La hausse des taux d'intérêt aux États-Unis aurait un effet négatif sur la croissance si la BCE augmentait également ses taux. Si elle ne le faisait pas, toutefois, le risque est que le dollar reste élevé, renchérissant nos importations énergétiques. Le point d'équilibre est difficile à trouver.

Madame Paoli-Gagin, les prévisions de croissance pour l'Allemagne sont celles du Consensus Forecasts . Elles agrègent les prévisions d'une quinzaine d'instituts économiques qui prennent en compte le plan de relance annoncé.

Monsieur Savoldelli, selon l'Agence France Trésor, 49 % de la dette française négociable est détenue par des non-résidents.

Monsieur Delcros, j'ai évoqué des pistes pour réduire les dépenses. La réforme des retraites a été mentionnée. Il est évident que plus le nombre d'actifs sera élevé, plus la production de richesses sera importante et plus l'équilibre des comptes sociaux sera aisé à trouver. Mécaniquement les déficits publics baisseront. Mais la réforme des retraites doit surtout avoir pour premier objectif de garantir un bon niveau des pensions, cohérent avec le niveau des revenus d'activité.

Nous devrons apporter collectivement des réponses pour réduire le déficit lorsque nous examinerons les missions budgétaires. Je ne suis pas un adepte de la politique du rabot, mais il est temps d'amorcer un mouvement de réduction des dépenses publiques et de ne plus laisser nos déficits dériver.

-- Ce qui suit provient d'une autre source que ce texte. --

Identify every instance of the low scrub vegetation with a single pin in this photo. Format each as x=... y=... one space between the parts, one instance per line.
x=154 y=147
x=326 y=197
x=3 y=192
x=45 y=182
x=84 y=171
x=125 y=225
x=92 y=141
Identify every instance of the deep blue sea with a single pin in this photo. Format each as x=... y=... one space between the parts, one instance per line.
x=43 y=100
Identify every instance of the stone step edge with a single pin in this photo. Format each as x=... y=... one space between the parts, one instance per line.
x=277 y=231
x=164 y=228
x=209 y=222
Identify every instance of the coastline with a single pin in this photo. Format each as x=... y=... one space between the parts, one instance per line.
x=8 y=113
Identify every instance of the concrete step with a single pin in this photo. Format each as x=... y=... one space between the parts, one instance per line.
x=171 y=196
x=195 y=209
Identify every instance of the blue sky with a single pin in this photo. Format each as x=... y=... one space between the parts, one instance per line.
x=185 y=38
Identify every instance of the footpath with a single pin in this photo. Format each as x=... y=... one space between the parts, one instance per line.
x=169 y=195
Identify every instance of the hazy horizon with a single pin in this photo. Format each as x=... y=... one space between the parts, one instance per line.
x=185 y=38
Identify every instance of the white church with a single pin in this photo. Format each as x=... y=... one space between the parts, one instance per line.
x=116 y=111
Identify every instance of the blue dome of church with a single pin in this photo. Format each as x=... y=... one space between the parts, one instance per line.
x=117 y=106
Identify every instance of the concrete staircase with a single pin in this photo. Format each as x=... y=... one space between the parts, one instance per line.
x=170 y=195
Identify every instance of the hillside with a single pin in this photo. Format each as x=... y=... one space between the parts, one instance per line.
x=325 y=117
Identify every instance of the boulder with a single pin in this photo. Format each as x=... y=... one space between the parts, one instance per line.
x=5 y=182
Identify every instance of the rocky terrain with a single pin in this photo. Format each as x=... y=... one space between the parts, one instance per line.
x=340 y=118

Madame Vermeillet, les personnes aux revenus modestes doivent puiser dans leur épargne pour faire face à la hausse du coût de la vie. Inversement, les ménages les plus aisés ont tendance à augmenter leur épargne de précaution. Nous devons réfléchir aux moyens de mobiliser cette épargne.

En ce qui concerne les créations de postes dans les services de la Première ministre, le plafond d'emplois augmente bien de 199 équivalents temps plein travaillés, dont 98 pour le programme « Coordination du travail gouvernemental ».

Monsieur Sautarel, je ne saurais dire si le niveau des crédits de la mission « Engagements financiers de l'État » destinés à financer la dette est sous-estimé. Il est difficile de faire des prévisions dans le contexte actuel ; les économistes reconnaissent eux-mêmes qu'ils n'avaient pas anticipé le retour de l'inflation.

La dimension territoriale des mesures budgétaires représente un vrai enjeu. Nous voulons un traitement équitable des territoires et en même temps on réclame davantage de décentralisation, voire un pouvoir de différenciation. Un pilotage fin s'impose en fonction des lieux et des populations, car la situation est différente dans les territoires d'industrie et en région parisienne, par exemple, où les salaires sont plus élevés, mais où la vie est aussi plus chère.

M. Claude Raynal , président . - La période est d'une rare complexité. Les inconnues sont nombreuses. Il est bien difficile d'élaborer un budget dans ces conditions.